New housing developments have helped increase the pollution in rivers, lakes and wetlands. New homes contribute to the problem by increasing wastewater, sewage and construction site runoff escaping into nearby waterways. These factors increase the environmental risk of Eutrophication. Eutrophication is the process whereby water sources become progressively infiltrated with phosphorus and nitrogen. This then promotes the growth of algae and damages precious wildlife. Despite, new housing developments having a role, the root causes of Eutrophication are agricultural run-off and underdeveloped water treatment systems.
Government action toward nutrient neutrality
Although most new housing developments are unaffected by nutrient pollution, statistics show that 74 of the 333 Local Authorities in England require extra mitigation measures. Several nature-rich sites in these areas are heavily polluted and need further protection. As a result, housebuilding has been halted to prevent further environmental degradation, causing 120,000 new housing developments to be postponed.

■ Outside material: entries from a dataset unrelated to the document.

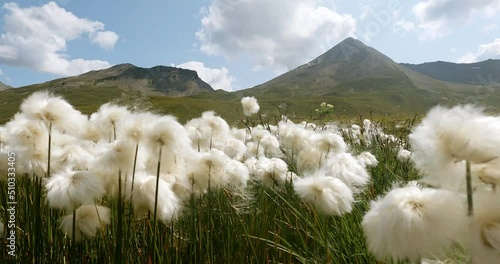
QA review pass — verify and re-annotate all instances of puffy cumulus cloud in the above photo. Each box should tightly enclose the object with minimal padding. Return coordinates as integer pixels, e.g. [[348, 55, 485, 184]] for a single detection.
[[0, 2, 118, 76], [196, 0, 356, 72], [458, 38, 500, 63], [412, 0, 500, 39], [175, 61, 235, 92], [91, 31, 119, 50], [392, 19, 415, 33]]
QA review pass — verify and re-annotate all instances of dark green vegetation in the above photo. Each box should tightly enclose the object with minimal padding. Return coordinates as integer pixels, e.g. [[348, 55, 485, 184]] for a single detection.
[[0, 38, 500, 124], [0, 118, 417, 263], [401, 59, 500, 84]]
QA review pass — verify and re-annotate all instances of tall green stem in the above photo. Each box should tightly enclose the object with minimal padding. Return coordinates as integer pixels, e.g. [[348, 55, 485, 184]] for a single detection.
[[465, 161, 474, 216], [152, 145, 163, 263]]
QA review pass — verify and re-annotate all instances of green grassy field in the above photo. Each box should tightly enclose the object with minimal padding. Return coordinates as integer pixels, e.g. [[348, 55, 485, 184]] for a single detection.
[[0, 99, 417, 263]]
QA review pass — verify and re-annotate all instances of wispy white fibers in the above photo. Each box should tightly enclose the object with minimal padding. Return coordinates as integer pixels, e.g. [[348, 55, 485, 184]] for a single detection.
[[146, 116, 193, 174], [322, 153, 370, 188], [471, 158, 500, 185], [21, 91, 87, 135], [5, 113, 49, 177], [132, 176, 181, 223], [397, 148, 411, 162], [188, 149, 229, 192], [361, 184, 468, 262], [60, 204, 110, 242], [241, 96, 260, 116], [45, 171, 105, 210], [293, 171, 354, 215], [409, 105, 500, 189], [223, 138, 247, 161], [470, 190, 500, 264], [356, 151, 378, 167], [297, 148, 326, 174]]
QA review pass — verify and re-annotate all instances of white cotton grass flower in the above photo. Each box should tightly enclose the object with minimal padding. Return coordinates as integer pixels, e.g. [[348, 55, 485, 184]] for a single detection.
[[201, 111, 230, 139], [223, 138, 248, 161], [188, 149, 230, 192], [241, 96, 260, 116], [297, 148, 326, 173], [146, 115, 191, 150], [322, 153, 370, 188], [409, 105, 500, 177], [397, 148, 411, 162], [356, 151, 378, 168], [20, 91, 88, 135], [361, 183, 468, 262], [132, 176, 181, 223], [5, 113, 49, 152], [45, 171, 105, 210], [51, 144, 95, 172], [60, 204, 110, 242], [469, 189, 500, 264], [95, 138, 136, 173], [293, 171, 354, 215]]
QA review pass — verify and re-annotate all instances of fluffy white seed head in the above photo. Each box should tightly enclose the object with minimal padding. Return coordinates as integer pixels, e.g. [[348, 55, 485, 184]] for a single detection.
[[293, 173, 354, 215], [397, 148, 411, 162], [356, 151, 378, 167], [132, 176, 181, 223], [362, 184, 467, 262], [469, 189, 500, 263]]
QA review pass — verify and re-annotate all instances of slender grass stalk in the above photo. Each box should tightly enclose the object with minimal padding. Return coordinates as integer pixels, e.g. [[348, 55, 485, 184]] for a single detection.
[[70, 207, 78, 263], [465, 160, 474, 216], [152, 145, 163, 263], [128, 141, 139, 223], [47, 123, 53, 257], [115, 169, 123, 263]]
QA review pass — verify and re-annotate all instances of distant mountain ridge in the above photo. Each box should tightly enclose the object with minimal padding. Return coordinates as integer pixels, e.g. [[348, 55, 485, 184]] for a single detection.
[[244, 38, 468, 111], [401, 59, 500, 84], [22, 63, 213, 96]]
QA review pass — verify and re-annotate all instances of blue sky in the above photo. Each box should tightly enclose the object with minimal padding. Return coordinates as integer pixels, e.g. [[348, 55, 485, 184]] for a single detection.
[[0, 0, 500, 90]]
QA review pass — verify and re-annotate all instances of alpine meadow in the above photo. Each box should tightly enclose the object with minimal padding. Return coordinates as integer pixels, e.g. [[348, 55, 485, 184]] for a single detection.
[[0, 0, 500, 264]]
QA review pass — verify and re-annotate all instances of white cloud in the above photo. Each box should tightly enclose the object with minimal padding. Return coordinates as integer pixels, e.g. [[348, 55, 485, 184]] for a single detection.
[[196, 0, 356, 72], [0, 2, 118, 76], [392, 19, 415, 33], [175, 61, 235, 92], [457, 38, 500, 63], [91, 31, 119, 50], [413, 0, 500, 40]]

A development to reduce nutrient pollution is by 2030 water companies will legally be required to upgrade wastewater treatment works in nutrient neutrality areas. Alongside this target, the government has set out guidance for the water industry. The guidance endeavours to be a strategic direction for water companies on the environment and flood risk for business planning purposes.
Among the guidance, the UK government expects water companies to reduce stormwater overflows by implementing drainage and wastewater management plans. Additionally, the government is encouraging water companies to explore the use of nature-based solutions and sustainable drainage systems. With the aim to reduce the impact on water quality caused by chemicals diffusing into the environment. However, the implementation of these actions is currently led by water companies. Despite this, the homebuilding industry is estimated to have paid £3 billion to water companies in the past 30 years in infrastructure charges.
Natural England nutrient neutrality mitigation scheme
The UK government and Natural England are working with local planning authorities to ensure wastewater generated by new housing developments does not pollute rivers and coastlines. Nutrient neutrality has become a tool for local planning authorities to use when accepting new developments to be constructed in the worst affected areas. This way, developers will be able to build the homes the country needs and any pollution increases will be offset by reduced pollution in the same area.
The government has been partnering with landowners to develop additional mitigation sites to offset nutrient pollution and generate credits. Among the measures is creating new wetlands and woodlands to support biodiversity recovery. The regeneration of these habitats will form the basis of credits, which property developers can apply for and purchase. Reinvestment of income from credit sales will be used to expand mitigation sites, monitor and improve evidence at current mitigation sites, and maintain existing mitigation sites.
The idea is that new homes can be built swiftly and benefit the natural environment. Finding environmentally conscious landscaping solutions will help property developers to minimise their impact on river pollution. Gravelrings gravel retention system and Grassrings grass protection system reduce surface water runoff since excess water soaks back into the ground. Therefore, lessening the risk of contaminated water entering nearby watercourses. This gives local planning authorities the confidence they need that new housing developments are delivering high-quality properties without spoiling the surrounding landscape.
The future of new housing developments
While the nutrient neutrality mitigation scheme has been rolled out this month in Tees Valley and new mitigation sites are being sought after. Homebuilders are concerned the continuing interventions from Natural England could see the housing supply fall from 233,000 last year to below 120,000 homes per year. A far cry from the current government target of 300,000 homes per year.